The first rule for a backup is to immediately check it's validity and that it can be restored. That was unfortunately not done in this case, so the copied files were apparently simply six copies of an unusable file. It should be possible to choose an option in your backup software to compare the backup to the original, at the time of making the backup. If this isn't possible then change the software. Note that changing the software will involve remaking all previous backups so that they can be read under the new system.

There was no mention of offsite backup in the OP's post. If the location is destroyed then so are the backups. Ask the guys running the Fukushima reserve power-supply system how that works out.

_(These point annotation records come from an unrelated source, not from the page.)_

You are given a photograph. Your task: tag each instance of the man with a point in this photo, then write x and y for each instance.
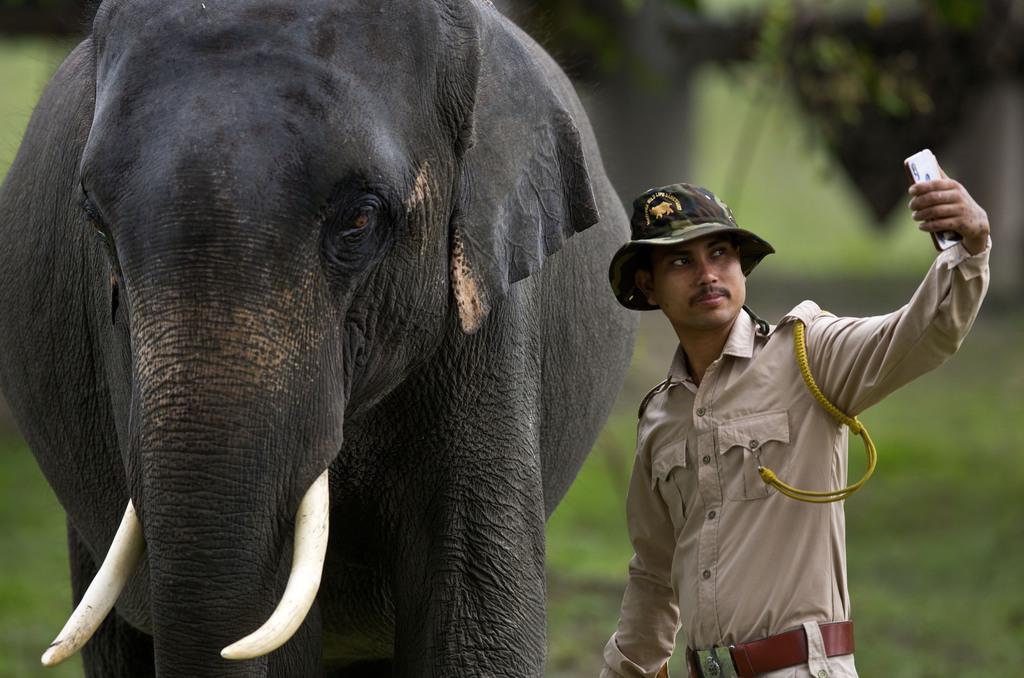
(719, 552)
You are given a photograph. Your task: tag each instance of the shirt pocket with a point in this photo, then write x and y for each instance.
(744, 440)
(670, 477)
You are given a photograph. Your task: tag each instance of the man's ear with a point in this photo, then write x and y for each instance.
(645, 283)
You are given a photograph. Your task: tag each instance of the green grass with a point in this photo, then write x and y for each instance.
(26, 65)
(35, 589)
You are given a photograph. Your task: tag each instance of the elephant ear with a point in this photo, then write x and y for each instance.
(523, 184)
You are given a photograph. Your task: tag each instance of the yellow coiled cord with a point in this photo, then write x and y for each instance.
(800, 346)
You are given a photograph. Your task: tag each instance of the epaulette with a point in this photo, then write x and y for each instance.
(651, 393)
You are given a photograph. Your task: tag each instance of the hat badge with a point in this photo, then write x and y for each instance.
(660, 205)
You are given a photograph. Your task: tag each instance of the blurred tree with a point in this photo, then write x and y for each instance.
(56, 17)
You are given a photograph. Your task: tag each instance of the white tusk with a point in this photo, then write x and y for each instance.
(311, 531)
(121, 561)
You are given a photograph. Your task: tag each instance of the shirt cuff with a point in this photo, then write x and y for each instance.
(971, 265)
(617, 665)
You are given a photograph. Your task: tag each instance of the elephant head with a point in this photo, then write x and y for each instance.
(271, 212)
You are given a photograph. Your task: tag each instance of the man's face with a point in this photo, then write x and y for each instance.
(699, 285)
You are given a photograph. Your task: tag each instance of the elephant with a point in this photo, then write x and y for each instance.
(303, 314)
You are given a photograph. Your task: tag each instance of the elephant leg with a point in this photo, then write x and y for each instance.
(117, 649)
(379, 669)
(470, 585)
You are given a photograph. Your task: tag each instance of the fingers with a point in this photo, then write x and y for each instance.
(937, 196)
(941, 224)
(940, 211)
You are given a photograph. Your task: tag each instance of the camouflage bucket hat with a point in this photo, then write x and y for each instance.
(670, 215)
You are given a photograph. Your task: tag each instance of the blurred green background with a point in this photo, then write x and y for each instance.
(936, 540)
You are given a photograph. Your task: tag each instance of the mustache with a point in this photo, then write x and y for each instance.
(709, 290)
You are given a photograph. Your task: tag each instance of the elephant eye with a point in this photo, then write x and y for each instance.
(363, 214)
(93, 219)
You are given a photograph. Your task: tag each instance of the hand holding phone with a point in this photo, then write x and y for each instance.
(923, 166)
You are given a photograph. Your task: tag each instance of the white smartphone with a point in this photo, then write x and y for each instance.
(923, 166)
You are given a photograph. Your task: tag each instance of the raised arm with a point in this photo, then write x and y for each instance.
(859, 361)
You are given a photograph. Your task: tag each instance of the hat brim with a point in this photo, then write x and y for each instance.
(622, 271)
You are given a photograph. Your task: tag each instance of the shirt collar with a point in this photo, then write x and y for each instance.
(739, 344)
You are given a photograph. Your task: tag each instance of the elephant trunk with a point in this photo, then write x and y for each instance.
(311, 530)
(236, 418)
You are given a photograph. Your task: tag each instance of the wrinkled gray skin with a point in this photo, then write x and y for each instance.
(248, 241)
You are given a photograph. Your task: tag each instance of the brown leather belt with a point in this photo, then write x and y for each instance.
(780, 651)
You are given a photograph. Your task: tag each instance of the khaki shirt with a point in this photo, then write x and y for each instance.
(717, 551)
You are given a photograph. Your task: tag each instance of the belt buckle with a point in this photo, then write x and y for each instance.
(716, 663)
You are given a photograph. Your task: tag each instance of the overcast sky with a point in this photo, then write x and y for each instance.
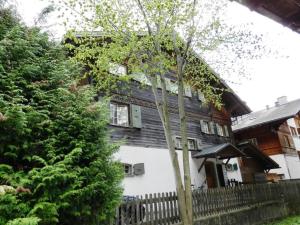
(270, 77)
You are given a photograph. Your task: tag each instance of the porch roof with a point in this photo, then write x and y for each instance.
(254, 152)
(222, 151)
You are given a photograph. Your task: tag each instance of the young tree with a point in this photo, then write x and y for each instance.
(153, 38)
(56, 163)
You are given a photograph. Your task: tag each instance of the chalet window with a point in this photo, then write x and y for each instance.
(128, 169)
(171, 86)
(201, 96)
(204, 126)
(178, 144)
(253, 141)
(212, 127)
(220, 131)
(141, 77)
(187, 91)
(226, 131)
(119, 114)
(117, 69)
(293, 131)
(287, 142)
(135, 116)
(192, 144)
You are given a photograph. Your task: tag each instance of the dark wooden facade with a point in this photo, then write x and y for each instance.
(151, 133)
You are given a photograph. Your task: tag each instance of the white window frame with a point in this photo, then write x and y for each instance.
(220, 130)
(117, 69)
(118, 115)
(205, 127)
(128, 173)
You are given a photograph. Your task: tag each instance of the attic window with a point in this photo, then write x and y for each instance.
(128, 169)
(117, 69)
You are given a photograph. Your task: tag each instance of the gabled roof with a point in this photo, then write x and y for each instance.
(252, 151)
(286, 12)
(230, 98)
(275, 114)
(221, 151)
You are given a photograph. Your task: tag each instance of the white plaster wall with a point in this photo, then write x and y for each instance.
(293, 163)
(291, 122)
(158, 175)
(235, 174)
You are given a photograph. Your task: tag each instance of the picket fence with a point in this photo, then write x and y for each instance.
(162, 208)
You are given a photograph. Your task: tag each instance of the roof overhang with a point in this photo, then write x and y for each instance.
(250, 150)
(221, 151)
(285, 12)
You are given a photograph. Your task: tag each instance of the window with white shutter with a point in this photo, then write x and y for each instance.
(220, 131)
(136, 117)
(117, 69)
(204, 127)
(187, 91)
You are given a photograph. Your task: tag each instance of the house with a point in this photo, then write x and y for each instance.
(134, 119)
(275, 131)
(135, 123)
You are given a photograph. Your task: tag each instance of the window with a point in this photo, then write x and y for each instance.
(286, 141)
(293, 131)
(128, 169)
(178, 143)
(191, 143)
(226, 131)
(187, 91)
(119, 114)
(253, 141)
(171, 86)
(117, 69)
(204, 127)
(201, 96)
(220, 131)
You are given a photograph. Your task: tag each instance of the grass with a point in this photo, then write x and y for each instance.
(295, 220)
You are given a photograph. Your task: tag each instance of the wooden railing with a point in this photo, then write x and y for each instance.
(162, 208)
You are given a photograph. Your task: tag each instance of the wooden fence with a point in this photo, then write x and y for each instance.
(162, 208)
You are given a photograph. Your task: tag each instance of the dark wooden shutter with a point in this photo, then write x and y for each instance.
(136, 116)
(139, 169)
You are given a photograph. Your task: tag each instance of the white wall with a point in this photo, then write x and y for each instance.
(158, 175)
(235, 174)
(291, 122)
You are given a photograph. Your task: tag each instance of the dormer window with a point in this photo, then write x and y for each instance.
(117, 69)
(220, 131)
(119, 114)
(204, 126)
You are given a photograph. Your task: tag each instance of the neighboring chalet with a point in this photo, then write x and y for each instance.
(134, 119)
(275, 131)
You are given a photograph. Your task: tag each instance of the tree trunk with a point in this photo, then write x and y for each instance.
(162, 106)
(185, 151)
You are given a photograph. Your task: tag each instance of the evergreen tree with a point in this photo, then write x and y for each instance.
(56, 164)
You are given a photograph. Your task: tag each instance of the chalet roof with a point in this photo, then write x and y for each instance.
(286, 12)
(221, 151)
(253, 151)
(230, 98)
(278, 113)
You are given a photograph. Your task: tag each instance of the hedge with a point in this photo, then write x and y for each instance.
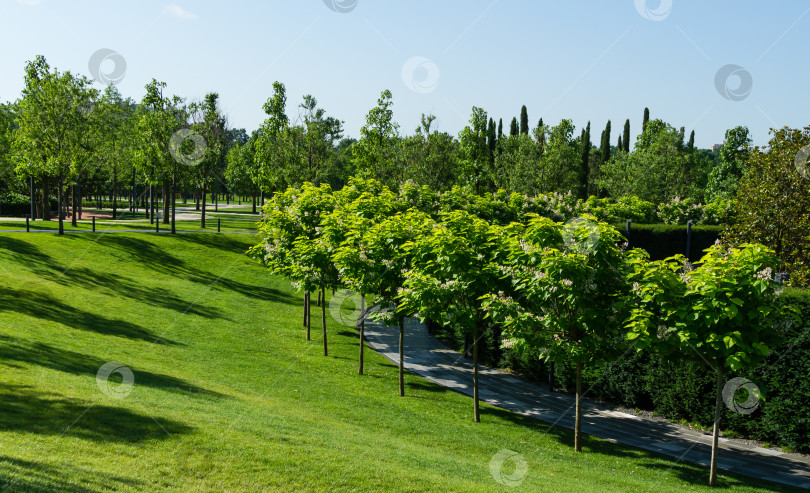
(664, 240)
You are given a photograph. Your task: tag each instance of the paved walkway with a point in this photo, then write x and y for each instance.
(426, 356)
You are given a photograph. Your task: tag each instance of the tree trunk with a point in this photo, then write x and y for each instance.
(304, 324)
(476, 412)
(73, 205)
(323, 321)
(401, 355)
(362, 328)
(168, 194)
(309, 314)
(578, 418)
(60, 212)
(115, 191)
(718, 409)
(202, 215)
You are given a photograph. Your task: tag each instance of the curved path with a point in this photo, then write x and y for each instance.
(426, 356)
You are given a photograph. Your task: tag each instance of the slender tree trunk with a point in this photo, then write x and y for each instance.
(578, 418)
(323, 321)
(304, 324)
(718, 409)
(362, 329)
(60, 211)
(476, 412)
(168, 194)
(202, 215)
(73, 205)
(309, 314)
(401, 355)
(115, 190)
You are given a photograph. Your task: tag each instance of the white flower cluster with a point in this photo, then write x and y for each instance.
(765, 274)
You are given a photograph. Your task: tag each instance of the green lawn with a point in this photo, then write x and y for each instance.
(228, 395)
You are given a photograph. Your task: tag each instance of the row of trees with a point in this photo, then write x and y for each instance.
(64, 134)
(69, 137)
(566, 292)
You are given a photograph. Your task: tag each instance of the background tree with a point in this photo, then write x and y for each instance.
(773, 200)
(626, 136)
(52, 115)
(513, 128)
(724, 178)
(524, 121)
(375, 154)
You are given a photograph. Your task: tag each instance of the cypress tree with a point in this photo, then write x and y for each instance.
(606, 143)
(491, 136)
(524, 121)
(586, 153)
(626, 140)
(541, 136)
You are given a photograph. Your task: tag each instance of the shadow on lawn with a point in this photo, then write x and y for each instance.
(43, 306)
(22, 475)
(29, 411)
(14, 350)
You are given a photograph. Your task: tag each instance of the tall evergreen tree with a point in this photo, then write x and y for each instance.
(524, 120)
(626, 139)
(491, 138)
(586, 155)
(605, 151)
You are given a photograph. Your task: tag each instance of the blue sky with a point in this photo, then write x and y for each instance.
(579, 60)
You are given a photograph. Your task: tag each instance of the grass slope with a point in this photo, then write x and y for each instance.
(229, 396)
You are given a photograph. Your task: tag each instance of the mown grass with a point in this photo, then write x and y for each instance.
(228, 395)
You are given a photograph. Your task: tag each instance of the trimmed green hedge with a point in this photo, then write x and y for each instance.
(664, 240)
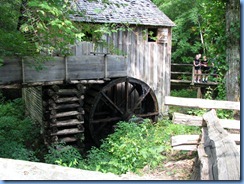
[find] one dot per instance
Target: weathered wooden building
(96, 86)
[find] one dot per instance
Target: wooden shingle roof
(138, 12)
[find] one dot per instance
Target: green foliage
(62, 154)
(133, 146)
(130, 148)
(187, 93)
(17, 132)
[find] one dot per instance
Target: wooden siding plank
(53, 71)
(87, 67)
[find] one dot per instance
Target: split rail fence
(218, 146)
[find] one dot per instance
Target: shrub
(62, 154)
(17, 133)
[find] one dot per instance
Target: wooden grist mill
(93, 89)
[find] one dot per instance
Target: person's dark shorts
(197, 67)
(205, 69)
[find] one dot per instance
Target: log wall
(146, 61)
(127, 53)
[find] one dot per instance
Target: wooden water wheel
(117, 100)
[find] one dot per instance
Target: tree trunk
(233, 50)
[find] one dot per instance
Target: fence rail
(218, 146)
(189, 73)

The OP doesn't mention which O/S and backup software he is using, or which file-system. If using simple file-copies to make "backups" then the result absolutely must be checked manually (possibly using a batch or script, depending on your O/S) every time, as there is no automatic check with simply copying a file.

It is perfectly possible and reasonable to run a live backup permanently, either via disk-mirroring or with open-source tools from the Unix era. Having a schedule based on every other day, as per the OP, would only be adequate if checked at the time it was made (that should be standard for all backup plans) and when the memory-cards were over-written less often than the backup was made, so that the short-term protection for a faulty backup is to re-copy from the card and compare the files.

As the size and name are visible, you could try different programs for opening the files, file-recovery software, a different operating system etc etc. There is a chance they may be read, depending on the file system (EXT3 would be good), but not a large one.

A further necessary precaution, if no specific cause can be found, is to replace the hard-disk where the problem was originally seen and reinstall the operating system with all current service-packs and patches. The questionable disk can be checked with the SMART tools built in to the firmware and maybe, if it comes up as perfect, later re-used.

EDIT: Sorry about the blah blah. This is my day job.